- L’entreprise d’ingénierie Mercury MENA doit des milliers de dollars à des dizaines d’anciens employés.
- Amnesty International est à l’initiative de l’appel en faveur de leur indemnisation et de la réforme des systèmes favorisant l’exploitation au travail.
L’entreprise Mercury MENA n’ayant pas versé les milliers de dollars dus à ses employés en salaires et en prestations, ils se sont retrouvés bloqués et sans le sou au Qatar.
Amnesty International demande au gouvernement du Qatar de veiller à ce que les ex-employés de Mercury MENA reçoivent l’argent qu’ils ont gagné et de réformer en profondeur le système de parrainage, appelé kafala, qui permet à de nombreuses entreprises d’exploiter les travailleurs migrants, comme le dénoncent Amnesty International et d’autres organisations depuis 2013.

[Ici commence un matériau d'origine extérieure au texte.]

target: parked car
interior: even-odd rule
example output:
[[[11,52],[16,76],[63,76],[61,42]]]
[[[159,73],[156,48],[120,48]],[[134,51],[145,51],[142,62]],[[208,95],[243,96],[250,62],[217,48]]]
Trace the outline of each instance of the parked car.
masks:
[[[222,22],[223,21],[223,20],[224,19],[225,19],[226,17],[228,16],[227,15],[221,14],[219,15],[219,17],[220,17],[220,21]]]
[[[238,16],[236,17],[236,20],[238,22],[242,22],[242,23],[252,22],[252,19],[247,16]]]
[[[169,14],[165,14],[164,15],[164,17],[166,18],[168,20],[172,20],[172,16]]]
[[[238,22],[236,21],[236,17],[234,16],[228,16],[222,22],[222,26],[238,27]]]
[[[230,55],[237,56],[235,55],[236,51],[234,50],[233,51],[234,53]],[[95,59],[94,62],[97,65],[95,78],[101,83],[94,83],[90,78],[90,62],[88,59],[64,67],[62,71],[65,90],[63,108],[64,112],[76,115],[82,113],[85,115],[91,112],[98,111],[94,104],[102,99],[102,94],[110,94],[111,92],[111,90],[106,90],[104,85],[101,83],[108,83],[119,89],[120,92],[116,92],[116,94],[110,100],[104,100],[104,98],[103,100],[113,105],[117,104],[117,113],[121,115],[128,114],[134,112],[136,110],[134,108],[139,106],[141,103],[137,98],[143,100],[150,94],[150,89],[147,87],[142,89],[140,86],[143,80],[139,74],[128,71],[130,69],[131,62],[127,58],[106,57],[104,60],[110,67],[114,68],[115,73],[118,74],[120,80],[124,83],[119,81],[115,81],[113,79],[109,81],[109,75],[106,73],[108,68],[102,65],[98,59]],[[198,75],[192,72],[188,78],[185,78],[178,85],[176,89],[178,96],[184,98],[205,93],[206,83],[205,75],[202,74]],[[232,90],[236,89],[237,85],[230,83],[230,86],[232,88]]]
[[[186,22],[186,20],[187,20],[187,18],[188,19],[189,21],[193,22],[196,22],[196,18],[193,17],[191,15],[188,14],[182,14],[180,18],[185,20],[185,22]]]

« En 2017, le gouvernement du Qatar a été applaudi à l’annonce de son programme de réformes du droit du travail. Pourtant, malgré la signature de cet accord, de nombreux employés de Mercury MENA sont restés bloqués sans percevoir leur salaire dans des logements sordides, inquiets quant aux moyens de se procurer leur prochain repas et quant à la possibilité de rentrer chez eux un jour, dans leurs familles, a déclaré Steve Cockburn, directeur du programme Thématiques mondiales à Amnesty International.
« De nombreux employés de Mercury MENA avaient fait d’énormes sacrifices et contracté des emprunts ruineux pour trouver un emploi au Qatar. Ils se sont retrouvés à travailler sans salaire pendant des mois et ont été abandonnés par un système qui ne les a pas protégés. En veillant à ce qu’ils obtiennent les salaires qui leur sont dus, le Qatar peut aider ces travailleurs migrants à reconstruire leurs vies et montrer sa détermination à améliorer le respect des droits des travailleurs. »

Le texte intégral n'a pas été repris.